She was still standing by the port as the ship began its final approach. They were coming in from the direction of Mandel, and she had a fine sunlit view of the doublet. She knew that Opal was only slightly larger than Quake — 5,600 kilometers mean radius, compared with Quake’s 5,100 — but the human eye insisted otherwise. The cloud-covered iridescent ball of Opal, slightly egg-shaped and with its long axis pointing always to its sister world, loomed large. The darker, smaller ovoid of Quake brooded next to it, a smooth-polished heliotrope against the brighter gemstone of its partner. Opal was featureless, but the surface of Quake was full of texture, stippled with patches of deep purple and darkest green. She tried to make out the thread of the Umbilical, but from that distance it was invisible.

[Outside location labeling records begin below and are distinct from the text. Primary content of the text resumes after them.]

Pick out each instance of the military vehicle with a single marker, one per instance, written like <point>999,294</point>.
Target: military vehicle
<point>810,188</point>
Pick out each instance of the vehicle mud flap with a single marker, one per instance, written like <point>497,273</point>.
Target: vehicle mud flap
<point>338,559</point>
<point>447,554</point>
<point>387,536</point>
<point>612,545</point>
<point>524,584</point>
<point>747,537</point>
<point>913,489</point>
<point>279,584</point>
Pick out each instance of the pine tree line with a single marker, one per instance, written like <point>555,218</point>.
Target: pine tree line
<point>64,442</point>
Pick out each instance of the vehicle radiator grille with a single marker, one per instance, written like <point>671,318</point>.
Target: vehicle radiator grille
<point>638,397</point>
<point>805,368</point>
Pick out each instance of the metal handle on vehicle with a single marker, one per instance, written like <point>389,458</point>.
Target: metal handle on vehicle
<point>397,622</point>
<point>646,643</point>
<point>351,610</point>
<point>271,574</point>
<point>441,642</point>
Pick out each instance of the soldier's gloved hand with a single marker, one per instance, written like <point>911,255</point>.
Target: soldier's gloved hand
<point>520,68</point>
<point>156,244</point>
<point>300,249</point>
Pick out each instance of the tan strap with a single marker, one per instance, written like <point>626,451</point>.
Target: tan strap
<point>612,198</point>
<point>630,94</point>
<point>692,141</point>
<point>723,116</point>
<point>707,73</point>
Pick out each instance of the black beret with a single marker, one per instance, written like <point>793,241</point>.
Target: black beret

Entry to the Dobelle system offered no options. There was only one spaceport, set close to the middle of Opal’s Starside hemisphere. There was no spaceport of any kind on Quake. According to her reference texts, safe access to Quake came only via Opal.

Safe access to Quake?

A nice idea, but Darya recalled what she had read of Quake and of Summertide. Maybe the reference texts needed to find different words… at least at this time of the year.

The reference files of the Fourth Alliance had even fewer good things to say than Legate Pereira about the worlds controlled by the Phemus Circle. “Remote… impoverished… backward… thinly populated… barbaric.”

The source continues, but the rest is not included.